Les jeunes promoteurs peuvent désormais bénéficier du refinancement de leurs entreprises en difficultés, a annoncé, mercredi, le ministère délégué chargé de la micro-entreprise, en faisant référence à un décret présidentiel publié au numéro 1 du Journal officiel (JO).

Dans un communiqué repris par l’agence officielle APS, le ministère délégué a précisé qu’il s’agit du décret N 20-441 du 30 décembre 2020 modifiant et complétant le décret présidentiel N 96-234 du 02 juillet 1996, relatif au soutien à l’emploi des jeunes.
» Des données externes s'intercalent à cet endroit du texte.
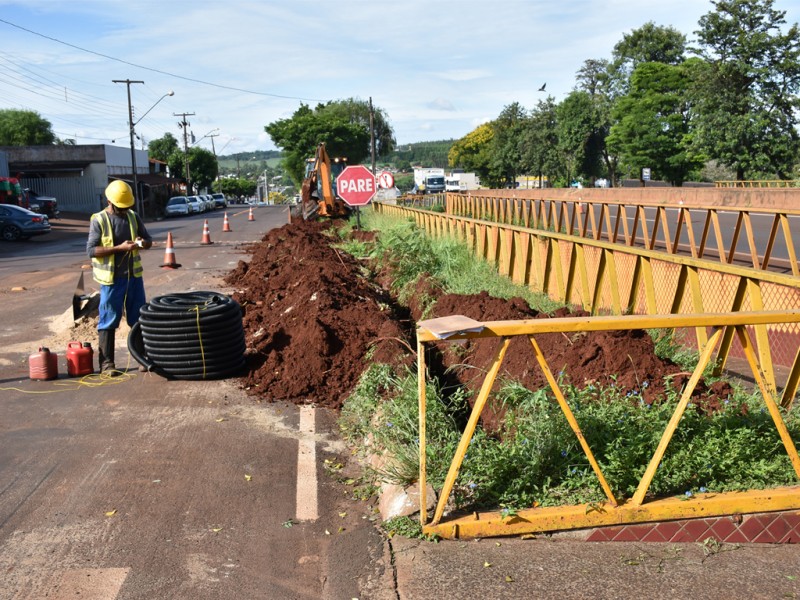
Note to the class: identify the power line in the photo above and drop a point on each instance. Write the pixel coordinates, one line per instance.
(217, 85)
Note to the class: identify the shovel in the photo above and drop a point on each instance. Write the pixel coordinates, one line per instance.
(83, 304)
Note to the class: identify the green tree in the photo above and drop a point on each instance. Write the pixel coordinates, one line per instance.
(506, 156)
(596, 77)
(577, 136)
(235, 188)
(538, 143)
(166, 149)
(649, 43)
(473, 151)
(24, 128)
(340, 125)
(746, 92)
(653, 127)
(358, 112)
(202, 167)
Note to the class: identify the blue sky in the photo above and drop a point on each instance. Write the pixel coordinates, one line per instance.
(438, 68)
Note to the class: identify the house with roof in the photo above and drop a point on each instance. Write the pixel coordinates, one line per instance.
(78, 174)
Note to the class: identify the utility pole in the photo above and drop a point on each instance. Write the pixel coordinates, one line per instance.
(372, 133)
(128, 83)
(184, 124)
(216, 161)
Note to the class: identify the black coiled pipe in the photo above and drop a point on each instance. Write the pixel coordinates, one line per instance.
(193, 335)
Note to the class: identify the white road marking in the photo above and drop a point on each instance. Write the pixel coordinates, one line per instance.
(307, 509)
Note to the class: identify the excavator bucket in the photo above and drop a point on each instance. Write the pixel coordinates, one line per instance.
(83, 304)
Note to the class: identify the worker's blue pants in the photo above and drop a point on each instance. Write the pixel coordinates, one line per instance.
(123, 293)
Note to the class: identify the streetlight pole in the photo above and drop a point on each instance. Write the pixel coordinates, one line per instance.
(132, 123)
(184, 124)
(128, 83)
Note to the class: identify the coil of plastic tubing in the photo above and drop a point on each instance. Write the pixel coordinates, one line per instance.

Ce décret s’inscrit, ajoute la source, dans le cadre de la démarche du Président de la République visant à adopter une approche économique efficace dans la création des activités et des projets économiquement rentables à travers l’Agence nationale d’appui et de développement de l’entrepreneuriat (ANADE) et suivant les nouvelles mesures prises à cet effet.

Aux termes dudit décret, « les jeunes promoteurs peuvent, si nécessaire et à titre exceptionnel, bénéficier du refinancement de leurs entreprises en difficulté ».

En outre, le montant de l’investissement ne saurait dépasser dix (10) millions de dinars algériens, a poursuivi la même source, ajoutant que « le seuil de l’investissement est cumulé en fonction du nombre de jeunes promoteurs, lorsque le projet est réalisé sous forme de groupement, en vue de favoriser la synergie entre les micro-entreprises à valeur ajoutée ».

Par ailleurs, « les investissements sont réalisés par les jeunes promoteurs à titre individuel, collectif ou sous forme de groupement selon l’une des formes d’organisation d’entreprise, conformément à la législation et à la réglementation en vigueur ».

Aux termes de l’article 09 du même décret, « les jeunes promoteurs peuvent bénéficier de locaux dans des micro-zones spécialisées aménagées au titre de la location, pour les activités de production de biens et de services ».

Dans les dispositions du même décret, la dénomination de « l’Agence nationale de soutien à l’emploi des jeunes » est remplacée par celle de l’Agence nationale d’appui et de développement de l’entrepreneuriat ».